Ceci met surtout fin au pouvoir excessif dont disposent les petits partis dans un régime parlementaire lorsque leur petit pourcentage est celui qui assure à la coalition au pouvoir de rester au-dessus de 50% : le petit parti ne représente une vraie menace que s'il rejoint une contre-coalition.
☞ Ce n'est pas original
Ce que je décris n'est pas une idée complètement bizarre ou surgie
de l'espace : c'est à peu près ce que fait l'Allemagne depuis
1949. J'écris en gros
, parce que le président allemand joue un
rôle[#10] dans le choix du
chancelier, pas juste le Bundestag. Et surtout, en Allemagne, on
attend typiquement l'issue de tractations pour former une coalition
avant d'élire le chancelier, alors que je propose justement de ne
pas attendre trop longtemps (si les partis traînent à trouver une
coalition, tant pis, ils subiront un gouvernement minoritaire qui leur
plaira ou pas — ça leur met le feu aux fesses, c'est bien l'idée —
sauf s'ils arrivent à trouver une coalition après coup). Mais à ces
détails près, c'est bien le système allemand actuel.

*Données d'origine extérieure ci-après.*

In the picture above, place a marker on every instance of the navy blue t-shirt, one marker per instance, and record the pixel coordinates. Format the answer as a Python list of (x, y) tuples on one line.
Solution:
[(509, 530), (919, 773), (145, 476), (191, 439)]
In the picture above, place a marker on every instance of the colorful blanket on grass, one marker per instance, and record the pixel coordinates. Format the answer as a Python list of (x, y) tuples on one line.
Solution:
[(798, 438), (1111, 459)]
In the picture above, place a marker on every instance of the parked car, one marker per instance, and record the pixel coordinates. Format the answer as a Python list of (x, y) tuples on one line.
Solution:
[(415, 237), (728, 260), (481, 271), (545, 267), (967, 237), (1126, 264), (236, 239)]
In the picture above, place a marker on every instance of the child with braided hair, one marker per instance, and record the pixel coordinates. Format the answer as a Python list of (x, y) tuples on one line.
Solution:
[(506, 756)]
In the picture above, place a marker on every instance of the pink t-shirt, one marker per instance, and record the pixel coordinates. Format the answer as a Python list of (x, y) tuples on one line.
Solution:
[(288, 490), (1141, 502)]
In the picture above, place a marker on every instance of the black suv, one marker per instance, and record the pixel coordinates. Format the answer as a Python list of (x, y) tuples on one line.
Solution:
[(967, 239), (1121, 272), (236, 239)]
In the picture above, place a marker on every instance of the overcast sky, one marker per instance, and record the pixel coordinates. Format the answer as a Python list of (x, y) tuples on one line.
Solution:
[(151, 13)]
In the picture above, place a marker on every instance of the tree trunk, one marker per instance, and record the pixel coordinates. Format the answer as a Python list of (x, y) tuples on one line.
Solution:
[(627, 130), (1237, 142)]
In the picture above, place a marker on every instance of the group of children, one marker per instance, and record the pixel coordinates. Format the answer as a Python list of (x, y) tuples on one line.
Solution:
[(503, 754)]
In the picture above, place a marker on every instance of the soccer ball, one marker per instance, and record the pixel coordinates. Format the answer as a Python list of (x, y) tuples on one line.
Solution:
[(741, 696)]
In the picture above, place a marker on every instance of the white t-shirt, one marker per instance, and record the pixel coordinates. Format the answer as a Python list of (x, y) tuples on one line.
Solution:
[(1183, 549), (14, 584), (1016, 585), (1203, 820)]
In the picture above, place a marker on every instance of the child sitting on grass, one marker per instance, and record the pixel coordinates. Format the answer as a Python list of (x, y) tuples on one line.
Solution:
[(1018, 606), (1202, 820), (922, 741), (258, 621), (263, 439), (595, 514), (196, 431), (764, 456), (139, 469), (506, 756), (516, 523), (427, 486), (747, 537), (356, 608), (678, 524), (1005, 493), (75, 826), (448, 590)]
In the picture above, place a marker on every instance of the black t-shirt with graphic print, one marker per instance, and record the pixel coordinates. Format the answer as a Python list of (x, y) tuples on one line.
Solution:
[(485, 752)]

[#10] Si je comprends bien, c'est le président qui présente le premier candidat à la chancellerie ; puis, si ce premier candidat n'obtient pas une majorité absolue au Bundestag, pendant deux semaines c'est le Bundestag lui-même qui essaie de trouver un candidat obtenant une majorité absolue ; si au bout de ces deux semaines aucun candidat n'a toujours obtenu de majorité, alors le président allemand peut soit nommer chancelier celui qui a obtenu le plus de voix lors du dernier scrutin, soit appeler à de nouvelles élections. Je crois qu'un mécanisme analogue est utilisé pour désigner les ministres-présidents des différents Länder allemands (à ceci près qu'il n'y a pas d'analogue au niveau des Länder du président allemand, donc c'est encore plus proche de ce que je décris), mais les détails varient d'un Land à l'autre (et il y en a peut-être quelques uns qui n'exigent pas une motion de censure constructive).
Les idées en question s'inscrivent dans le courant
du parlementarisme rationalisé
, développé notamment par le
constitutionnaliste
franco-russe Boris
Mirkine-Guetzévitch ; cependant, l'idée cruciale de motion de
censure constructive ne semble pas être de
lui[#11], mais une invention
spécifiquement allemande[#12]
(on cite
notamment Carlo
Schmid [à ne pas confondre
avec Carl
Schmitt !] pour l'avoir introduit dans la loi fondamentale de la
république fédérale d'Allemagne après la seconde guerre mondiale, mais
il n'en est pas non plus
l'inventeur[#13]). Depuis,
l'idée a été adoptée dans d'autres pays (par exemple
l'Espagne[#14]).
[#11] Il faut dire que
le parlementarisme rationalisé
semble couvrir plein d'idées
dont certaines ne me frappent pas par leur intelligence. La
Constitution de la IVe République française, par exemple, permettait
au gouvernement de dissoudre l'Assemblée nationale si deux
gouvernements ont échoué à obtenir un vote de confiance dans un
intervalle de 18 mois. Je ne sais pas comment quelqu'un a pu
s'imaginer que ce genre de disposition aiderait de quelque manière que
ce soit à la stabilité gouvernementale (divulgâchis : ce ne fut pas le
cas).
[#12] L'instabilité gouvernementale était considérée comme un facteur important de l'échec de la république de Weimar qui avait joué dans l'arrivée au pouvoir des nazis. D'où l'urgence de trouver une solution pour l'éviter.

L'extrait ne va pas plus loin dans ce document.